3. Answer the questions honestly.
The guide walks you through questions like:
What created energy for you? What drained it?
What were your proudest moments and hardest lessons?
If you could do 2025 again, what would you change?
Who had the most positive influence on you?
Who did you feel you had to be this year to survive or succeed?
4. If your second brain is AI…
Consider using your favorite AI tool as a reflection partner. I suggest you do your reflection work first, in your own words, with your own thinking. AI can be helpful for synthesis and pattern-spotting, but the raw material (your honest assessment) must come from you, ideally untainted by what an algorithm suggests.
Example prompts:
Using my answers from this workbook, draft a 1‑page “Year in Review” that highlights my impact, growth, and lessons learned. Keep my voice, avoid buzzwords, and suggest three headline options.
Here are bullet points from my year: projects, feedback, major events, and habits. Help me identify my five biggest wins, five most important challenges, and the key themes that connect them. What might I be under‑ or over‑estimating?
These are snippets from my journal entries and meeting notes. What patterns do you notice about my leadership style, energy, and recurring problems? Where do you see growth over the year?
5. Share one insight (optional but highly encouraged). Hit reply and tell me. I read every response, and your insights often spark the topics we explore in future issues.
Next month, we'll talk about setting intentions that actually stick—the missing piece that makes goals sustainable and meaningful. But you can't set good intentions without first understanding where you've been.

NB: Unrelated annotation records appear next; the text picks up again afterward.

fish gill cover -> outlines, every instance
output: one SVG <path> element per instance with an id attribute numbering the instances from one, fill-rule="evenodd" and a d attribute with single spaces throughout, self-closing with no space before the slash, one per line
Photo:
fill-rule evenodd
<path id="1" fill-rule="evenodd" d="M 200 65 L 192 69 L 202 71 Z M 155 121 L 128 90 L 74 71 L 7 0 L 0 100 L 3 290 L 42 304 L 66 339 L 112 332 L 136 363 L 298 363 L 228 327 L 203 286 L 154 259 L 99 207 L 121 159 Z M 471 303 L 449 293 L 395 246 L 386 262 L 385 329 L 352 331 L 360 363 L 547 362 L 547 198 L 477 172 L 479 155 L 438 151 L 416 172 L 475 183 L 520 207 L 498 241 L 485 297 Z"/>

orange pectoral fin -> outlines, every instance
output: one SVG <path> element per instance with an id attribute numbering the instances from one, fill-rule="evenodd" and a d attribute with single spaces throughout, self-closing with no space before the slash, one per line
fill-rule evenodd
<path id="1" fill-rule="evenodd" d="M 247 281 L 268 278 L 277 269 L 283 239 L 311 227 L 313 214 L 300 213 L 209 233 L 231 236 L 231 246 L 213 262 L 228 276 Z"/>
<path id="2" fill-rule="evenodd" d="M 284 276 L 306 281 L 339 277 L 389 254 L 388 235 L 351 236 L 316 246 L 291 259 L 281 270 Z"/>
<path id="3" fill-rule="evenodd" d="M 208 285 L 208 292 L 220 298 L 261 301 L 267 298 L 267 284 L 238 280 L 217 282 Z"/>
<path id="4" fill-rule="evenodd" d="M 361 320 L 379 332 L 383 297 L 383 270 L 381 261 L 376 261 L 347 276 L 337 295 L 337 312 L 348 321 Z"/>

So pause. Reflect. Then sprint. You'll be amazed at how much faster you can move when you're running in the right direction.
Keep reading, keep leading,
Jess
P.S. A bonus lesson I’ve learned from hiking this year: The best way to commit to something you don't naturally want to do? Make it relational, put it on the calendar, and remove the opportunity to rationalize your way out of it. Works for reflection too. Block the time now, before your calendar fills up with everything else. It is a strategic habit to make it non-negotiable. Commit to yourself the way you reliably are there for everyone else.